7. Customer concentration.

Both Facebook and Google have a “long tail” of customers. Both of them are not dependent upon any single customer for their revenues. Both of them have implemented self-serve auction-based Ad products. This makes customers “price accepters” than “price demanders”.

Though Zynga accounted for 12% of Facebook revenues in 2011, Facebook revenues are not highly dependent on Zynga. Moreover, Zynga also needs Facebook for its revenues. Both of them are into a long-term relationship. For Google, no single customer or group of affiliated customers contributed more than 10% of revenue during last 3 years.

We can give 1 point to both the companies on this criterion.

8. Major partner dependencies.

To increase the engagement levels of its users, Facebook has partnered with content companies such as Netflix, Hulu, Spotify, and Washington Post providing online movies, TV shows, music, and news respectively. However, Facebook is not dependent on any single partner.

Google has partnered with content companies that are referred to as Google Network members. Google helps Advertisers extend their Ad campaigns to these Network member websites through its Adsense product. Google shares Ad revenues with these websites in turn. Google gets nearly 30% of its Advertising revenues from the member websites. In addition to the Adsense arrangements, Google has product distribution partners to bring traffic to Google websites. The traffic acquisition costs from distribution partners represent 10-12% of the total cost of revenues. However, Google is not dependent on any single partner for its revenues or traffic acquisition.

We can give 1 point to both the companies on this criterion.
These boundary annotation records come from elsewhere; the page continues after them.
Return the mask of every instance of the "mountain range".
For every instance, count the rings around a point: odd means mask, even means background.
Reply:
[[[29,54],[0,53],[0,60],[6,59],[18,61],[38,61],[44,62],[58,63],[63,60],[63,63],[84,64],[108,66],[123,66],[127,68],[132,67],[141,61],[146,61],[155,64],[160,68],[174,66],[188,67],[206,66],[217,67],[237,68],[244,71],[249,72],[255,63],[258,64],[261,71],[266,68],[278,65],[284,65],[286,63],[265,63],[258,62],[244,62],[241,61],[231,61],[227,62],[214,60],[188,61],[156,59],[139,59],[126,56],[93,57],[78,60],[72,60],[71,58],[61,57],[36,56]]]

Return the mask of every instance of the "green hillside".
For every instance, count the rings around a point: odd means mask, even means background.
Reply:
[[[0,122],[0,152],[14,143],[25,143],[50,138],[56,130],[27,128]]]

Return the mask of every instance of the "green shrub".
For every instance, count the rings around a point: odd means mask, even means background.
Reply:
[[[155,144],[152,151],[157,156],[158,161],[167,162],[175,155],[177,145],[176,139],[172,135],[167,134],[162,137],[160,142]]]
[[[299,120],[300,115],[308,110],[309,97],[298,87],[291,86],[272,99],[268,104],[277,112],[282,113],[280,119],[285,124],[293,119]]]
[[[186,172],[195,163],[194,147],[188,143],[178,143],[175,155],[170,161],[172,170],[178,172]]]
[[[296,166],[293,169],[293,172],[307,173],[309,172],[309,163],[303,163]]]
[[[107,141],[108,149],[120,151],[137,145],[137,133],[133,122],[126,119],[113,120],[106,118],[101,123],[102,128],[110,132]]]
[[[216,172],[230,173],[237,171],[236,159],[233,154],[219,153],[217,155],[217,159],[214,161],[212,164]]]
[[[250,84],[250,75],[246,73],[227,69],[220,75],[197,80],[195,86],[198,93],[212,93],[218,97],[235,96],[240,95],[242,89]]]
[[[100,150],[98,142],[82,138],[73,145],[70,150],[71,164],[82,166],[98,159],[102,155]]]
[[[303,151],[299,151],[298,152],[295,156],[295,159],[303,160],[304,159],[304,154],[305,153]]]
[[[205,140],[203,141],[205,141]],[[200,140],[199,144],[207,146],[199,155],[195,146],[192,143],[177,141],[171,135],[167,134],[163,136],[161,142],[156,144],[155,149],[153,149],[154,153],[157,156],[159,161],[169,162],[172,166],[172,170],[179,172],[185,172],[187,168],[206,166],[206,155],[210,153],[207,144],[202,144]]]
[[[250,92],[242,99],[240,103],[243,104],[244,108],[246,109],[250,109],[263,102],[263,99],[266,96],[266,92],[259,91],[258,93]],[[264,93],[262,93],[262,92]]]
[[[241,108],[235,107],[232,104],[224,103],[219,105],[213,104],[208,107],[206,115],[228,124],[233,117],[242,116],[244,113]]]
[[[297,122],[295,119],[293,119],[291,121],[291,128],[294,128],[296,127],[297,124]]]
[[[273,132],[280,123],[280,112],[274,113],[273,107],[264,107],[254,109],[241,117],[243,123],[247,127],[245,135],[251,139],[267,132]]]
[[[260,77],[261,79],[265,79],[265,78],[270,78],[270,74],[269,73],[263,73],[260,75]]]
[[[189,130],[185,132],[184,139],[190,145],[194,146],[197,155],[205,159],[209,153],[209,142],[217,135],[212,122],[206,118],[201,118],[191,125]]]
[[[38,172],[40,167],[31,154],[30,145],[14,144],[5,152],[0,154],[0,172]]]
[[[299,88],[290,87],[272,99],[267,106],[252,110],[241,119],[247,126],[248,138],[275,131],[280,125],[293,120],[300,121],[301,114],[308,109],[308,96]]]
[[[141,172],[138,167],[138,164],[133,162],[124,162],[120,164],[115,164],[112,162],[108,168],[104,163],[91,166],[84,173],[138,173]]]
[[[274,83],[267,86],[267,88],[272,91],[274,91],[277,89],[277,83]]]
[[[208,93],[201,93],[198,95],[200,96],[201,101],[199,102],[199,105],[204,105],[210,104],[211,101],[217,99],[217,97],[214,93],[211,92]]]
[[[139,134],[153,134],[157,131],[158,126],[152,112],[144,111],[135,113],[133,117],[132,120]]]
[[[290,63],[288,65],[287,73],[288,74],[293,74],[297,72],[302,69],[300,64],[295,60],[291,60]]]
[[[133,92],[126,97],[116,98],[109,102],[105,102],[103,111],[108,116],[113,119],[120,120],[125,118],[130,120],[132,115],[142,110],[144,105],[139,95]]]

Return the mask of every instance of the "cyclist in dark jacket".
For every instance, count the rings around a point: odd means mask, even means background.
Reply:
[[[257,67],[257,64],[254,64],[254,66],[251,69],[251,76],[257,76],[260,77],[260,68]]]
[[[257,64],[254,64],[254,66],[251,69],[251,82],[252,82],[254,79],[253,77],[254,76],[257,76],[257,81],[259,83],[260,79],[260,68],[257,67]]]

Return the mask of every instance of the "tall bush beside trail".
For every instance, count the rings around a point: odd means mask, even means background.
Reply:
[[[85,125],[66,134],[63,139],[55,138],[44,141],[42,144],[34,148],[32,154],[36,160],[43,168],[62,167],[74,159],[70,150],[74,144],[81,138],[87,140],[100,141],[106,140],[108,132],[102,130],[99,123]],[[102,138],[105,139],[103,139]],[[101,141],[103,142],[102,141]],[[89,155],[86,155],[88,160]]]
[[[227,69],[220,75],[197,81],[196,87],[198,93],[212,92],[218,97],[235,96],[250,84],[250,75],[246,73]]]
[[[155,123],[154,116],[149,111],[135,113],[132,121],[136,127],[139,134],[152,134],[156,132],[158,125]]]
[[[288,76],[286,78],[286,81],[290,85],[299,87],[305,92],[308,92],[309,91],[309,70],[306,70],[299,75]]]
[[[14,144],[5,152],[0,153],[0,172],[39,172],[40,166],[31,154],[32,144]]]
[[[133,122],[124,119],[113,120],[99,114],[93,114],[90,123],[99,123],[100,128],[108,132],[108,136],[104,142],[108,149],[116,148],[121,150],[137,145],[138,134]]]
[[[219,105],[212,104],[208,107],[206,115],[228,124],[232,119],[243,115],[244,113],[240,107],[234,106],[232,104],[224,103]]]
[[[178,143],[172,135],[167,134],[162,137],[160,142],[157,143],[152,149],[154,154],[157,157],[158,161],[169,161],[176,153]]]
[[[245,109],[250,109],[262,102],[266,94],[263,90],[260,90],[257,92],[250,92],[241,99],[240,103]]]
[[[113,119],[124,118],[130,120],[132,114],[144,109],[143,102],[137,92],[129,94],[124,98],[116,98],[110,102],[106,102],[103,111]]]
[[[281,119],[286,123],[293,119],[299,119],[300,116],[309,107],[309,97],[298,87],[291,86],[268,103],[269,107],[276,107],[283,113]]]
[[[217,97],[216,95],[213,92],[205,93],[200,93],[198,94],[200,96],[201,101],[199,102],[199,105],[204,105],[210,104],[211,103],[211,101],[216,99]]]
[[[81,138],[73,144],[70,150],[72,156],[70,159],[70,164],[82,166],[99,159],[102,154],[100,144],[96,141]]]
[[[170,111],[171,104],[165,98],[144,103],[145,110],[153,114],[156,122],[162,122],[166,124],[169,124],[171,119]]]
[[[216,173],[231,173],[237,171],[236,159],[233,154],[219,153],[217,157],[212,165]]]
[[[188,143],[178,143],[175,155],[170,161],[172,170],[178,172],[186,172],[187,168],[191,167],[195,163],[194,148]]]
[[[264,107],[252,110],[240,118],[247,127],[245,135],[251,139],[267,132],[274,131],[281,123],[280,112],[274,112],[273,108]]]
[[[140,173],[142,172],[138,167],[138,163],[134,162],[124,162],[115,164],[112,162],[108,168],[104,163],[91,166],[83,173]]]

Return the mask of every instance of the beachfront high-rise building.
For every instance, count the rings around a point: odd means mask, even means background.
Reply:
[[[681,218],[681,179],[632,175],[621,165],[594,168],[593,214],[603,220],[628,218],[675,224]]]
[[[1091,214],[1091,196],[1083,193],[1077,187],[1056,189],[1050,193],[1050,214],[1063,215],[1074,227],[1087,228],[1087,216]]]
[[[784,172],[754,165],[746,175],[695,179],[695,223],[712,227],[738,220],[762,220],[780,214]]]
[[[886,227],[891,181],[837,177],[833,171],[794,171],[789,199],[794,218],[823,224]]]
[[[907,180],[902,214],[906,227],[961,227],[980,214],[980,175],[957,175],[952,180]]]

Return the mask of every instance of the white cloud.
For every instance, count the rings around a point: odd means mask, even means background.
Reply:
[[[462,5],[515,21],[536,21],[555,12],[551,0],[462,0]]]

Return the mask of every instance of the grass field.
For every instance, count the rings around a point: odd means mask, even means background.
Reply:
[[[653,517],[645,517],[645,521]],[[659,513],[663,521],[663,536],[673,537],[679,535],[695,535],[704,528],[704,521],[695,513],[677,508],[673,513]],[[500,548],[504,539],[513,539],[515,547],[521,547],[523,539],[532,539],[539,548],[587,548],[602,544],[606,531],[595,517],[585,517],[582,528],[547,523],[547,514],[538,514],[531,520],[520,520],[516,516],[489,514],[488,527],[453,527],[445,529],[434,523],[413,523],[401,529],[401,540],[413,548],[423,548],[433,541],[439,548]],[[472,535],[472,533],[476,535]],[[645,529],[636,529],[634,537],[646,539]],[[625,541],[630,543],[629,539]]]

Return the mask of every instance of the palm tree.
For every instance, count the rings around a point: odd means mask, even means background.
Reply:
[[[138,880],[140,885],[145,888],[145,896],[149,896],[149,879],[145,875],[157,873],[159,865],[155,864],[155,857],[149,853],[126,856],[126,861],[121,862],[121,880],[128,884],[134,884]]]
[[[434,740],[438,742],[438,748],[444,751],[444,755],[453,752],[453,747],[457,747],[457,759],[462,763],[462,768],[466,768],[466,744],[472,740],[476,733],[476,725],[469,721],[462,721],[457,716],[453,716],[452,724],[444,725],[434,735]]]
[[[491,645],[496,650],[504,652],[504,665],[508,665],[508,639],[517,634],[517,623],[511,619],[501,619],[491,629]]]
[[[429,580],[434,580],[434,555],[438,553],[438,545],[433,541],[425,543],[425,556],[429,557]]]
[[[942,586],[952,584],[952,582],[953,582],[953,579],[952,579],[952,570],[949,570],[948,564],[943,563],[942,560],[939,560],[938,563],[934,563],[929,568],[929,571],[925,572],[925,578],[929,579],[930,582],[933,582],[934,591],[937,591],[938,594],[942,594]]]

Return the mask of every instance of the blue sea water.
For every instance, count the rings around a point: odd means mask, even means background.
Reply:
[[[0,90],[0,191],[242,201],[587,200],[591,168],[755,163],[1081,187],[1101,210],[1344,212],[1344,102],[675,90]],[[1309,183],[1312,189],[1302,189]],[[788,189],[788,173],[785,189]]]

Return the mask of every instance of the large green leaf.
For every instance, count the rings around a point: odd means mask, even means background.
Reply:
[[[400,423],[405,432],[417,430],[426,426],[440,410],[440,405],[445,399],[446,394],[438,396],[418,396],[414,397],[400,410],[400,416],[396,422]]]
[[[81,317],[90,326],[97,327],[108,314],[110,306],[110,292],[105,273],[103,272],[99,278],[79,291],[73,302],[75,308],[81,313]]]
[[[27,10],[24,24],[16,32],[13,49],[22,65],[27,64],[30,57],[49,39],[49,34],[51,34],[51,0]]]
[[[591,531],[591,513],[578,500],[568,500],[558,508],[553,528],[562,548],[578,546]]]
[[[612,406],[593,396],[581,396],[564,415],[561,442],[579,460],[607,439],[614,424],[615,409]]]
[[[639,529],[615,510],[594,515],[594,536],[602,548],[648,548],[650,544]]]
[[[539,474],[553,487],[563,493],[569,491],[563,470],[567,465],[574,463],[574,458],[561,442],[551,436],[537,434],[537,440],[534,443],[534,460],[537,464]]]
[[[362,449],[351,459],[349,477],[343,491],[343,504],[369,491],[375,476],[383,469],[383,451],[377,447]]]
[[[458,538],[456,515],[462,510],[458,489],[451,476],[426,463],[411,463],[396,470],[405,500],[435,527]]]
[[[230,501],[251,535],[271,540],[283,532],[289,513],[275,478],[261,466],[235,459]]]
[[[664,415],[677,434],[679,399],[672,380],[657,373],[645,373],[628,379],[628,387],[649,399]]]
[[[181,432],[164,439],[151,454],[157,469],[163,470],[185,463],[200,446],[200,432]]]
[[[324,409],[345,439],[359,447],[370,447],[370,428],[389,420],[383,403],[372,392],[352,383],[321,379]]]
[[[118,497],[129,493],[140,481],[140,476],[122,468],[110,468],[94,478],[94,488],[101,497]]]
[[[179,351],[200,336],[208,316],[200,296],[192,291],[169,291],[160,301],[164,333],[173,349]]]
9. Organic vs Heavy Marketing spend.

Both the companies are very well known Global Brands. Both the companies serve multiple audiences: Users, Advertisers, and Developers. So, both companies run different marketing programs for different audiences to achieve different marketing objectives. Both the companies spent nearly 12% of the total revenues on Marketing and Sales in the year 2011. We can give 1 point to both the companies on this criterion.

10. Growth.

Facebook revenues grew from $153 million in 2007 to $3.7 billion in 2011 at a 4-year CAGR of 122%. Google revenues grew from $16.5 billion in 2007 to $37.9 billion in 2011 at a 4-year CAGR of 23%. During 2007, Facebook revenues were 1% of Google revenues. During 2011, Facebook revenues were 10% of Google revenues.

Clearly, Facebook has grown much faster than Google over last 5 years. However, if we take a look back into Google’s early years, its numbers were better than Facebook numbers today. Google was founded in September 1998. Facebook was founded in February 2004. In its 4th year of operations, in 2001, Google revenues were $86 million. By 2005, Google revenue reached $6.1 billion at a 4-year CAGR of 190%.

Whether we consider the base effect or not, Google’s current CAGR of 23% is also a pretty good number as compared to the Industry. So, we can give 1 point to both the companies on this criterion as well.

Summing up,

If we sum all the points up, we will see that both the companies scored 9.5 of 10. The scores are represented over the Canvas as follows:

We believe that both the companies are very promising. Both of them have a big mission that they are after. Google’s mission is to organize the world’s information and make it universally accessible and useful. Facebook’s mission is to make the world more open and connected. These missions are driving scale and innovation in these two companies. The global online advertising market is big and will expand further. These two players are in a good position to capitalize on the global opportunities.

What is your opinion of using this approach to compare the business models of two companies? Does the reasoning help you in judging which company has a superior business model? It is not meant to be an investment guide. But, using the 10-point criteria, you can achieve a better understanding of a company’s business model.